One day after Moody's Investors Service said it will begin a review of our government's credit rating, a senior Vice President at the global credit rating powerhouse said that if the U.S. government misses a debt payment, our sovereign rating “could be cut the next day.”

From the Wall Street Journal (Subscription required):

One such scenario Mr. Hess envisions--if the U.S. misses a debt payment--would be downgrading the country by one notch the day after a payment was missed and keeping the rating on review for an additional potential downgrade.

That review would give Moody's Investors Service time to look at the potential long-term effects on U.S. Treasury debt.

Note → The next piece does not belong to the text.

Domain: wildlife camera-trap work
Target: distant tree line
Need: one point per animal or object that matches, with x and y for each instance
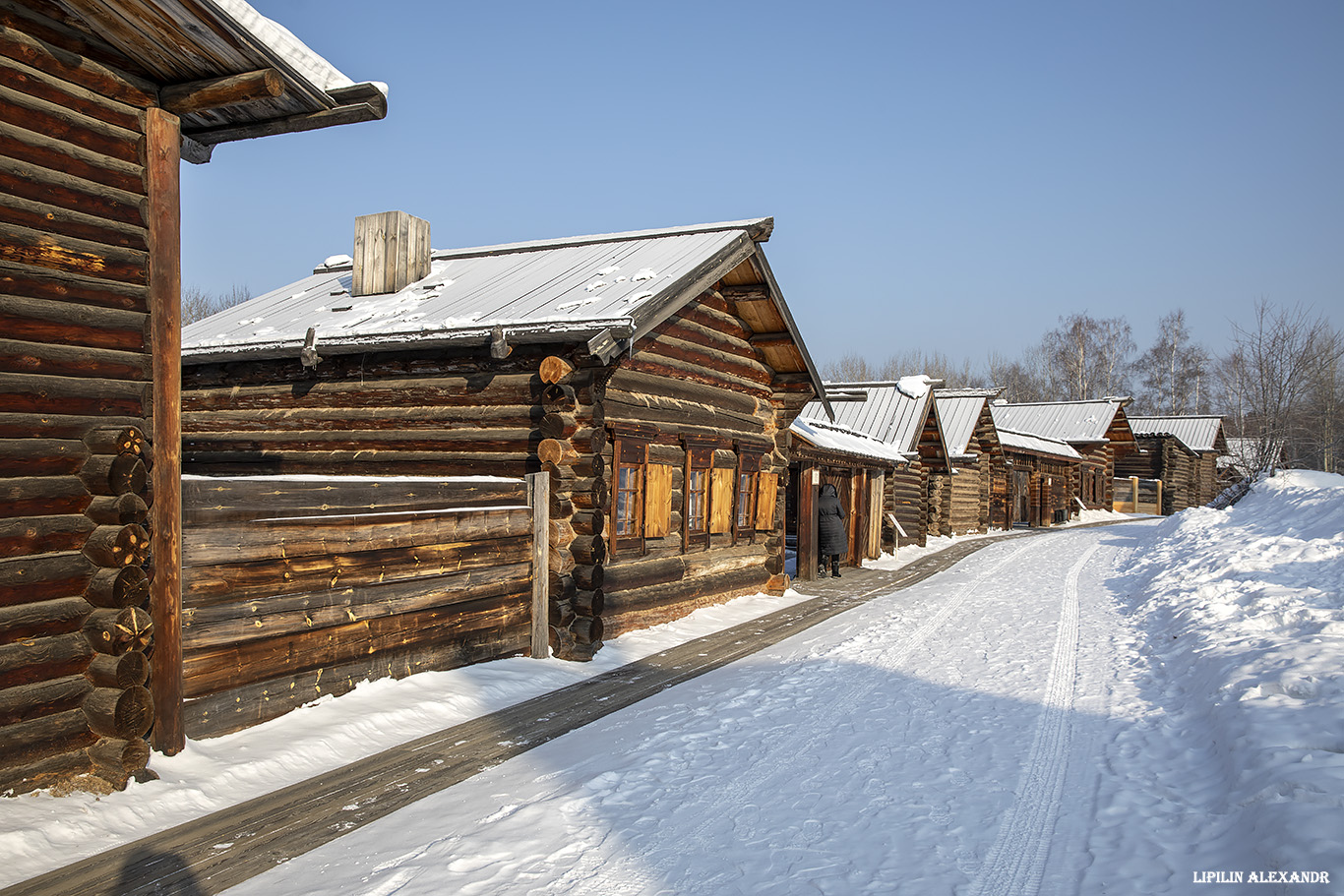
(1278, 383)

Long-term questions include the speed at which the initial missed payments were made up; the effect a missed payment has on future borrowing costs; and any regulatory changes implemented to avoid future defaults.

I added the emphasis to the end to highlight the fact that Moody’s—and the other big international credit rating agencies—are looking for the U.S. to not only raise the debt ceiling, but enact long-term solutions to our financial problem.  This is why I continue to work toward an agreement that includes significant cuts and a spending cap mechanism (such as a balanced budget amendment) to prevent us from having to raise the limit once again.

We got into this mess by spending money; we can’t fix the problem unless we cut spending.  Let’s get to work reining in the reckless spending and putting our nation back on a fiscally responsible path.